In the firestorm that followed, Taylor was removed from her post as director of the Clay County Development Corp and Whaling handed in her letter of resignation on Tuesday.

Whaling told the Washington Post that her comment had not intended to be racist "at all", explaining: "I was referring to my day being made for change in the White House. I am truly sorry for any hard feeling this may have caused."

According to WSAZ news, Taylor apologised but insisted the public response was so negative it had been a "hate crime against me". She said her family have received death threats.

Other Clay residents have been at pains to stress that Clay is not a racist place. "They are good women, and I don't think they meant anything by it," town clerk Tina Goode tells the Post. "We're not a racist town."

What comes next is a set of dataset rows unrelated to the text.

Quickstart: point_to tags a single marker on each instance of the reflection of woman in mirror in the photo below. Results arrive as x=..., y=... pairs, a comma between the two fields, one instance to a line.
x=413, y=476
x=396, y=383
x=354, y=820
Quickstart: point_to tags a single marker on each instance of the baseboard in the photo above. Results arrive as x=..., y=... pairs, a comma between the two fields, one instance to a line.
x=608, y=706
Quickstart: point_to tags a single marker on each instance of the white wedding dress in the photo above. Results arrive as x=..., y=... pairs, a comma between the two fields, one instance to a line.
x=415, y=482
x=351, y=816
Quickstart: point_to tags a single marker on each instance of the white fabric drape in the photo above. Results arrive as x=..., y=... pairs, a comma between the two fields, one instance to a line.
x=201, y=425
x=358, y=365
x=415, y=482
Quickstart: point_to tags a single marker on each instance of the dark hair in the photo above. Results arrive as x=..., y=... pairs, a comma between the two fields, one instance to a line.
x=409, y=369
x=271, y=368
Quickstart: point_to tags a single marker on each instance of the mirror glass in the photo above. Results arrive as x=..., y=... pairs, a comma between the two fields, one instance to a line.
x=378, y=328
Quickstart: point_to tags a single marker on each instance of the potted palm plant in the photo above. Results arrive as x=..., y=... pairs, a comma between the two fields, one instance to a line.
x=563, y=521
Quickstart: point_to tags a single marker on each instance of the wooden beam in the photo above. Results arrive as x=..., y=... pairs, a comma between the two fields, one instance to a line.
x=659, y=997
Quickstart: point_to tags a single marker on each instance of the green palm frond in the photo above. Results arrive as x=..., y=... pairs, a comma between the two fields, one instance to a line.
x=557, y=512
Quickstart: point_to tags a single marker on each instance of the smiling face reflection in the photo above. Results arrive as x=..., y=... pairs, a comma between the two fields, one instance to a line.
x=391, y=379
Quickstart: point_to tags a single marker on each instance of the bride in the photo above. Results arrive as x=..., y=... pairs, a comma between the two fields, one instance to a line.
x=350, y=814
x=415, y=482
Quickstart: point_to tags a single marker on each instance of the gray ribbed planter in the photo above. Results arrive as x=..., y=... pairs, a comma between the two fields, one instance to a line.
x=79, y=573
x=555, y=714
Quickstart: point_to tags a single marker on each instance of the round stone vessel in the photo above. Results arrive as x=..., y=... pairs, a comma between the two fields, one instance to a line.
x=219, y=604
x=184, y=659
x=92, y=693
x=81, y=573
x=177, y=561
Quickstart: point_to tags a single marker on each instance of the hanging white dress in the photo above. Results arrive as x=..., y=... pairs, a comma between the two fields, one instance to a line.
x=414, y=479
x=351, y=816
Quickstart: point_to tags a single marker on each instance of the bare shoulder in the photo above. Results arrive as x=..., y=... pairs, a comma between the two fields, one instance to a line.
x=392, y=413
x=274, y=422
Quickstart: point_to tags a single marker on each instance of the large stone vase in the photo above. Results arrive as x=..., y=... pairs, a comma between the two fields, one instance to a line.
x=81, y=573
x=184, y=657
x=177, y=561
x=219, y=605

But 16-year-old African American student Katie Payne disagrees. "Normally when people say things like that around here, it's swept under the rug," she says. Her grandmother, Doris Neal, recalls that when Katie ran for her student body president, "they teased her about buying watermelons".

The latest US Census, carried out in 2010, found that Clay had a population of 491, none of whom were black. Clay County had 9,000 residents, of whom 0.2 per cent were black.

There has been a spate of racist incidents across the US following Trump's election victory, notes The Independent. As of Tuesday, more than 200 incidents had been reported, with experts believing the true figure is much higher.